As weeks grew into years, White eventually ran his very own kitchen and adding many more. Of course, as the kitchen he ran grew in numbers, he did become infamous for his reputation. Bill Buford, described him as a “the most foul-tempered, most mercurial and most bullying”.
The thrill in the book eventually is detailed with White’s days at Harvey’s and finishes with him scoring his second Michelin star. The crazy fervor later continues at Hyde Park Hotel in Knightsbridge where it boils down to this third Michelin star.
Besides these epigrammatic descriptions of the “Devil in the Kitchen”, there is a zeal that can touch the soul of a true chef and an avid reader.
Marco Pierre White wrote this book with James Steen, to help aspiring chefs and a reader understand what really happens behind the closed doors of a kitchen.
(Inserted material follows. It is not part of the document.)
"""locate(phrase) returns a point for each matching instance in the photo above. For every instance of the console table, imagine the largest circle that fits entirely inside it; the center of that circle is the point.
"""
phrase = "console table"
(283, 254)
After reading through the book, it may allow each reader believe the spell of being a “Devil in the Kitchen.” It was a book that was simply amusing, packed with performance and the funniest story of the pig’s trotter and Blanc. Each story in the book is weaved carefully to inspire and teach a different lesson and always carries a message that the kitchen can be merciless.
To me the book is cunning to the core, and plays with the emotions of the reader…A definite inspiration and drives an urge within to be as astute as the chefs of the past. Setting “Marco Pierre White” as a benchmark for my excellence. It drives me to be a hardworking chef and a superb kitchen artist.
The book has defined timelines that move with White’s age. It reads the various stages of the culinary industry throughout Marco Pierre White’s career. It shows that the kitchen burns with the fire within a chef and it takes a circus of people to serve the perfect flavor. For an average reader, it shows that to making a difference may not be easy but the impact is inevitable. It’s a five star book to me!
While Marco Pierre White may be a great narrator and chef with a temper, he can definitely drive a point home. All throughout the book, he is seen as a no nonsense personality with a hidden sensitive side that definitely comes as a surprise as you read the book. Here is one of the many sensible and thought-provoking line by the great man White himself:
“..no man can choose what he is born into, but every man can choose to better himself.”